Radicación n.º 11001-02-03-000-2026-00248-00 ADRIANA CONSUELO LÓPEZ MARTÍNEZ Magistrada ponente STC479-2026 Radicación n.º 11001-02-03-000-2026-00248-00 (Aprobado en sesión del veintiocho de enero de dos mil veintiséis) Bogotá D.C., veintiocho (28) de enero de dos mil veintiséis (2026). Se resuelve la acción de tutela instaurada por Yhon Fredy de Jesús Posada, a través de apoderado, contra la Sala de Casación Penal de esta Corporación, extensiva a la Sala Penal del Tribunal Superior del Distrito Judicial de Medellín y al Juzgado Primero Penal del Circuito Especializado de esa misma ciudad, así como a todas las partes e intervinientes en el proceso penal 05001-60-00-000-2018-00801-01.

ANTECEDENTES PRETENSIONES Y HECHOS RELEVANTES Del escrito de amparo se infiere que la pretensión del accionante es dejar sin efecto la sentencia proferida el 6 de agosto de 2025 por la Sala de Casación Penal (CSJ SP1778-2025), para que, en su lugar, se le absuelva del delito de concierto para delinquir agravado. De la demanda de tutela y sus anexos se desprende lo siguiente: El 9 de noviembre de 2017, el Juzgado Cuarto Penal Municipal con Función de Control de Garantías ambulante de Antioquia, en el radicado 0500160-00-000-2018-00801-01[footnoteRef:1], impartió legalidad a la captura e imputación de Yhon Fredy de Jesús Posada, a quien se le atribuyó el delito de concierto para delinquir[footnoteRef:2], cargo que no fue aceptado.

Además, se le impuso medida de aseguramiento. [1: Por cuenta de este mismo proceso fueron vinculados los señores John Jairo Correa Palacio, Herbey Alberto Buriticá y Julio César Giraldo Alzate.] [2: Contemplado en el artículo 340 del Código Penal y conforme las causales de agravación previstas en los incisos segundo y tercero.] Surtidas las audiencias de acusación, preparatoria y de juicio oral, el 17 de abril de 2020, el Juzgado Primero Penal del Circuito Especializado de Medellín profirió fallo absolutorio y dispuso la libertad del procesado.
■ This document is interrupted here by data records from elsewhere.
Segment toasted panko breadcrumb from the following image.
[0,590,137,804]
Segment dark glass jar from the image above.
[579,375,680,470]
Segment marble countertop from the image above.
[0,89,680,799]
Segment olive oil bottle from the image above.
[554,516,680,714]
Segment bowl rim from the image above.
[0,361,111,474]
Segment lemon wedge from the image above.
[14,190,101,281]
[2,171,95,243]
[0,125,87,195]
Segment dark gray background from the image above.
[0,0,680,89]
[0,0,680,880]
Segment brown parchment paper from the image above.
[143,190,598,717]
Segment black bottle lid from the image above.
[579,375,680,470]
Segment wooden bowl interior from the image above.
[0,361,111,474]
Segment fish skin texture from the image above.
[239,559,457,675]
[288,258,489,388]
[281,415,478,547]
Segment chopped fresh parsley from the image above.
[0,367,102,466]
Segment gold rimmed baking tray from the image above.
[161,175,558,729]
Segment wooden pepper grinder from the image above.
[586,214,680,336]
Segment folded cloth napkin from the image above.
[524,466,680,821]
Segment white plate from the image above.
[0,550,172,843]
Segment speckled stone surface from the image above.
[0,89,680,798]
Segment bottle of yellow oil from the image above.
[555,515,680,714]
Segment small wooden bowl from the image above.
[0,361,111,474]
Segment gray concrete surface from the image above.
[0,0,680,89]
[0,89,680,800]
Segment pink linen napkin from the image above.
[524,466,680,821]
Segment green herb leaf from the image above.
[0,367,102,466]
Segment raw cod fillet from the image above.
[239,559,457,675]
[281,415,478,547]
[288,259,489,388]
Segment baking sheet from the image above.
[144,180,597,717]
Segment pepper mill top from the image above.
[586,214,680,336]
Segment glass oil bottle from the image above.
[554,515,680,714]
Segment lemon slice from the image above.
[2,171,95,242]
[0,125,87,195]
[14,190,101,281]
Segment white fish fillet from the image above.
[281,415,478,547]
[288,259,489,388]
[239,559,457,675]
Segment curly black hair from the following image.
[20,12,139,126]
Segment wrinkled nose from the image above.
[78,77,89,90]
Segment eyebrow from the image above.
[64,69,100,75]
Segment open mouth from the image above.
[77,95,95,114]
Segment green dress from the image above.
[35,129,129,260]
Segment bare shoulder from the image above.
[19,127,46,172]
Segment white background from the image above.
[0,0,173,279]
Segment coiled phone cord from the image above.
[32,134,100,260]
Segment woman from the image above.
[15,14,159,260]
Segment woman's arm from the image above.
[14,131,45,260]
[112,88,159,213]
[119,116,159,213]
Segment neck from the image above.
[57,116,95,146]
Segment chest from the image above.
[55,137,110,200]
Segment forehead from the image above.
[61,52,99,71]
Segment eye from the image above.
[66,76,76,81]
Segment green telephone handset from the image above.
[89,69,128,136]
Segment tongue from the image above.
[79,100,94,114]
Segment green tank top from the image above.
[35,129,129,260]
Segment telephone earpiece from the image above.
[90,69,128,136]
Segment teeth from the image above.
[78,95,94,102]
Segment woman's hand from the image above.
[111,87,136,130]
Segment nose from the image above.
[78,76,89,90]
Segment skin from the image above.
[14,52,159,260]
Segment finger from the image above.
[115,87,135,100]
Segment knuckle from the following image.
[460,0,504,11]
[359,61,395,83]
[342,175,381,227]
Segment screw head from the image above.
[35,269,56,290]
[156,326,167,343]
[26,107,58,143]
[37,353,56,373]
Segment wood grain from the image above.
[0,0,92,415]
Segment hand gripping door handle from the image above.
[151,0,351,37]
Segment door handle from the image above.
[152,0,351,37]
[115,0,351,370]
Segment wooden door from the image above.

Frente a esta decisión la Fiscalía General de la Nación interpuso el recurso de apelación. Mediante sentencia del 15 de diciembre de 2020, la Sala Penal del Tribunal Superior del Distrito Judicial de Medellín revocó el fallo de primera instancia y, en su lugar, condenó, por primera vez, al acusado como autor del delito de concierto para delinquir agravado.

Contra esta determinación la defensa interpuso impugnación especial. El 6 de agosto de 2025, la Sala de Casación Penal de la Corte Suprema de Justicia confirmó la resolución del Tribunal, manteniendo incólume la condena por el delito de concierto para delinquir agravado (CSJ SP1778-2025). De acuerdo con el accionante, la Sala de Casación Penal, en su sentencia, incurrió en distintos desaciertos.

El primero, defecto fáctico, « por una valoración probatoria manifiestamente irrazonable, la cual desconoce abiertamente las reglas de la sana crítica (lógica, ciencia y experiencia) y los principios de legalidad y corroboración de la prueba penal (…)». Esto, en tanto la Corte fundamentó la condena en un único testimonio directo y diversos elementos de prueba de referencia introducidos al juicio -sin corroboración periférica-, que crearon una « apariencia de solidez probatoria donde solo existe una retroalimentación de fuentes dudosas », en contravía de los estándares de prueba requeridos para una declaratoria de responsabilidad penal.

El segundo, defecto sustantivo, en atención a que la Sala de Casación Penal para « afirmar la existencia de un “nuevo marco fáctico” », realizó una aplicación indebida de la norma penal, al fraccionar « artificialmente una conducta que, por su propia definición dogmática, es única y se prolonga en el tiempo ». A juicio del tutelante, la Corte efectuó una interpretación « in malam parte », pues construyó una regla según la cual una persona puede ser juzgada « indefinidamente » por pertenecer a la misma organización criminal, « bastando con que la Fiscalía delimite periodos de tiempos arbitrarios », situación que desnaturaliza la figura del delito permanente y desconoce la garantía constitucional del non bis in idem.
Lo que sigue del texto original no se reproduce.